Visceral storytelling makes the difference

Safe content is invisible content. It's one of the lessons we see confirmed constantly in the campaigns we manage. When a piece starts with "In today's digital landscape..." or "It is well known that...", the audience has already left.

Storytelling that works is anchored in sensory details and real experiences. It doesn't need to be dramatic. It needs to be specific. One client told us last year: "We increased email CTR by 40% just by changing the first sentence of every newsletter from product description to personal question." That's storytelling that convinces, because it's real and verifiable.
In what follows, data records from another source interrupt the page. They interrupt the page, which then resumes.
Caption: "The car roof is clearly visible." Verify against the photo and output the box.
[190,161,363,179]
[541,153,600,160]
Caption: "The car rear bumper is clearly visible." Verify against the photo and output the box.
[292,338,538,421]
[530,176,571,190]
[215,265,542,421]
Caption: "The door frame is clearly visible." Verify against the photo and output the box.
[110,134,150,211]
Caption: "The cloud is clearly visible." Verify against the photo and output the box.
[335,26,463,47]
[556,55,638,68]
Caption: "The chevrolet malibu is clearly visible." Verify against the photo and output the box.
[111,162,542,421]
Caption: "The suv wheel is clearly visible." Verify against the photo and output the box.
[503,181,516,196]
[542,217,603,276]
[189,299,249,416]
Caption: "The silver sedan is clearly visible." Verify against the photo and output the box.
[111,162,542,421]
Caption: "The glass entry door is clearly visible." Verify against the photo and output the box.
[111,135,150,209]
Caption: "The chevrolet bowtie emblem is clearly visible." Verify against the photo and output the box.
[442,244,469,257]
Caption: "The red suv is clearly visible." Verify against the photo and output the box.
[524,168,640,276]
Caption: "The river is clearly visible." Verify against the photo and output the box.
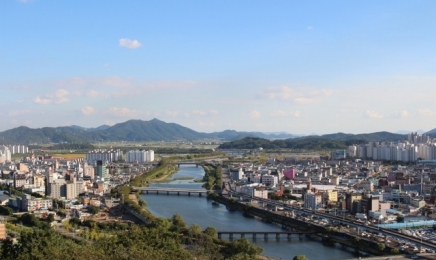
[141,165,356,260]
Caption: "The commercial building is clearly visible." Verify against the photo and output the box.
[304,191,323,210]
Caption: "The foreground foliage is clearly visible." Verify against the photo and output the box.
[0,215,263,260]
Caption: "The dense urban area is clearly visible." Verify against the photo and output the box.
[1,132,436,259]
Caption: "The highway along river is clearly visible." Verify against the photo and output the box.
[141,165,356,260]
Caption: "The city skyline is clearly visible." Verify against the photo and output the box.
[2,1,436,134]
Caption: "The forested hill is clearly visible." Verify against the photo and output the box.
[0,118,408,145]
[217,137,352,150]
[0,119,297,144]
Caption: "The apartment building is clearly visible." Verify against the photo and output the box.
[86,149,123,163]
[126,150,155,163]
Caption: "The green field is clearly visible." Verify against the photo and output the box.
[51,153,86,159]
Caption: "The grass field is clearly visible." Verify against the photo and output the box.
[51,153,86,159]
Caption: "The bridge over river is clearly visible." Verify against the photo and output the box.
[172,161,201,167]
[217,230,314,240]
[133,187,208,196]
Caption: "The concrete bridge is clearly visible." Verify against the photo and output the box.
[173,161,200,167]
[133,187,208,197]
[217,230,314,240]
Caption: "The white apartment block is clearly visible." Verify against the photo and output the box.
[349,139,434,162]
[126,150,155,163]
[349,132,436,162]
[0,146,11,163]
[86,149,123,163]
[6,145,29,154]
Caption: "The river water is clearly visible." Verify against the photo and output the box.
[141,165,356,260]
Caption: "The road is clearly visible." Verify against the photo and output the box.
[226,190,436,252]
AI can generate good storytelling, but only if you give it the raw material: data from real campaigns, client feedback, market observations. Without specific human input, it produces generic stories that sound fine but say nothing.

Every platform demands something different

One of the most expensive mistakes we see from brands: they take a blog post, chop it into pieces, and post it identically on LinkedIn, Instagram, and their newsletter. Then wonder why engagement drops.
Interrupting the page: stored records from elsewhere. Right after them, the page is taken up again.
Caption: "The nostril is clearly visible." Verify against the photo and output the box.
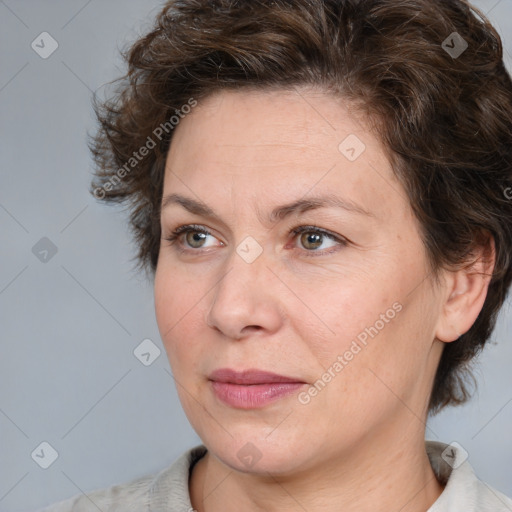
[242,325,263,333]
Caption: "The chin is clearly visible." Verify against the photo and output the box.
[201,431,317,476]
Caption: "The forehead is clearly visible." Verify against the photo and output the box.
[163,88,407,221]
[169,87,363,159]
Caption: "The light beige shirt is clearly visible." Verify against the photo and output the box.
[37,441,512,511]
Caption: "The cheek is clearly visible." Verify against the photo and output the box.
[308,283,434,421]
[154,264,208,368]
[154,272,213,430]
[292,271,397,353]
[293,263,423,390]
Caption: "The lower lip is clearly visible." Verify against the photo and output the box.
[210,381,305,409]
Each platform serves a different emotional intention. On LinkedIn, people seek professional validation and fresh perspectives. On Instagram, they look for visual inspiration and authenticity. In their inbox, they want direct utility. The same message needs to be adapted to each channel's native dialect.

AI excels at this adaptation when given clear platform context. A prompt that says "adapt for LinkedIn, professional but personal tone, max 1300 characters, hook in the first sentence" produces far better results than "rewrite for social media."

The metrics that matter aren't the ones you're tracking

Likes and impressions are vanity metrics we report because they're easy to measure, not because they're relevant. The metrics that actually show whether your AI content works are different: read time, scroll depth, completion rate, secondary clicks.

These retention signals do two important things. First, they tell you whether people actually consume what you produce. Second, they trigger algorithmic amplification across all major platforms. Google, LinkedIn, Meta all prioritize content that holds attention.

In our practice, when we optimize content based on watch time and scroll depth instead of impressions, we consistently see 25-35% increases in downstream conversions. It's not magic, it's just aligning with what actually matters.

Transparency is not a vulnerability

Many brands fear admitting they use AI. That's a mistake. Sophisticated audiences appreciate honesty and penalize pretense. A simple "AI-Assisted" label or a mention of AI in the process shows maturity, not weakness.

Of course, transparency without human editorial control is insufficient. Fact-checking, cultural sensitivity, brand voice alignment are all responsibilities that remain human. AI is a tool, not an author.

At difrnt., we use AI in our editorial process. But every article goes through at least one round of human editing that checks accuracy, tone, and relevance for the Romanian market. We don't publish anything we wouldn't sign our name to.

AI-generated content isn't going away. If anything, it will become the norm. The question is no longer whether to use AI, but how to use it so the result is worth reading. Clear strategy, specific storytelling, platform adaptation, relevant metrics, and transparency aren't optional. They're the minimum price of entry.